The news of the ship “Ever Given” got stuck in Suez Canal got my attention for the last ten days. This episode reminded me of multiple lessons learned over the period as a software architect while designing several applications.

Background

Per the initial probe, a sandstorm and burst of wind may have thrown the vessel off the course. This incident caused a traffic jam of two hundred ships for just over six days. Fourteen tugboats were used to free the ship. Tugboats are specialized vessels that help ships to “dock” in harbors.

Suez Canal is Significant to World trade — Suez canal is a heavily used shipping lane globally. It is a crucial artery for shipping goods between Asia and Europe, carries 12 percent of global trade, 30 percent of all container ships pass through this.

Lessons for Software Architects from this incident

Identify chokepoints and Their cascading effect.
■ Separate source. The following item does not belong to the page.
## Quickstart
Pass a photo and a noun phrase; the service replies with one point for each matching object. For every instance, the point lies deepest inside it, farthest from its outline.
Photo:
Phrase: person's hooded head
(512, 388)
A well-known proverb in the software industry is that “80 percent of the users mostly use 20 percent of the application capabilities”. This indicates that 20% of the application code receives more traffic than the rest. If not handled properly, these sections of code can become application chokepoints. A typical example of a choking point is the user authentication and authorization section of an e-commerce application. Any latency or unavailability of this section will immediately result in a poor user experience and substantially impact the organization’s finances.

An architect must identify these regions and be extra vigilant, pay close attention while designing them.

There is “No one size fits all.”

Agile approaches took the IT industry by storm. Stakeholders are pushing for frequent releases, improved efficiencies with automation. All applications may not be ready (or suitable) to adopt the agile approach. Multiple organizations are still using big monolith applications, matter-of-fact mainframe applications even now. Release frequency (speed) is very important for enhancing a Monolithic application (Ever-Given) in short timelines (Suez canal). One should not expect or compare the release velocity of microservices applications (small containers) with big monolithic applications built before the agile era.

An architect must raise stakeholder awareness, particularly when working with monolithic applications that lack automation, continuous integration, and continuous delivery.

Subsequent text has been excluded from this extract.